Escaping a ‘sea of sameness’
There’s a term used in both the RV and marine business called ”‘the sea of sameness,’” Happe said. It means it’s often difficult to tell one brand’s recreational vehicle from another and one brand of boat from another.
“But Chris-Craft, I believe, is truly one of the most unique companies in the marine industry where part of their purpose is not to be in that ‘sea of sameness,’” Happe said. “They want to stand out from the crowd. They want to lead. They want to create not just a visual differentiation but they want to create an experiential differentiation and an emotional relationship with their customers.”
One of the unusual ways Chris-Craft does this is to paint its hulls, rather than use the gel coat that covers the outside of nearly every fiberglass boat. The paint, five coats of it, allows the boats to come in a stunning variety of colors and with a five-year warranty against fading. They are the only production boatbuilder that paints their hulls, Heese said.
“It gives you premium performance because it doesn’t fade, but it gives you color options that there’s no other way to deliver,” he said.
Happe acknowledged that buying another maker of products that are just as expensive and unnecessary as recreational vehicles was not likely to insulate Winnebago from the shock of another recession. But he had a long list of ways the Chris-Craft deal would help.
The company, which does about 200 boat shows a year, has debuted new models at the Cannes Yachting Festival. Scharnow, the marketing director, said it showed four boats, including its new Launch 28 GT, last month at Boot Dusseldorf in Germany, billed as the biggest boat show in the world.
Staying the course
Although boatmakers are known to move factories — Chris-Craft had one in North Carolina in recent years that it sold, for instance — Winnebago is committed to keeping the company where it is, Happe said.

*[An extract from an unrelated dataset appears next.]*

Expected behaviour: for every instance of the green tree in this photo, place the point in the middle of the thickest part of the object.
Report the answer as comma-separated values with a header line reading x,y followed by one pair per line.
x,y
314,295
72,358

“Our commitment to Chris-Craft when we bought the company was that we wanted to support the workforce on the present campus and, so long as the Sarasota community and the team here can continue to keep up with the growth of the business, that we would look here first with investments to expand operations. Chris-Craft is a Sarasota business, so we’d like to expand as much as we can here,” Happe said.
“And we believe that we can,” Heese was quick to add.
Another industry that is known for being transitory is private equity. Yet Stellican has not flipped Chris-Craft, but instead stayed and carefully rebuilt it over the course of more than 17 years. When Winnebago bought the company, its full management team remained. The talent is a big part of the benefit of the purchase, Happe said.
Among those staying is a man who arrived with the private-equity firm. Asked why, Heese said it was because of “my excitement for the future of the company, my love of the business, my belief in Winnebago’s sincere interest to support the growth of the company here in Sarasota. My love of the people that I work with.”
The parent company seems to be on solid ground. In the past three years, Happe said, it has tripled sales, tripled its RV market share, added businesses like Chris-Craft to its portfolio and expanded its geographic footprint.
“It’s a company that’s on the move.”
And it’s ready to help make sure Chris-Craft grows along with it.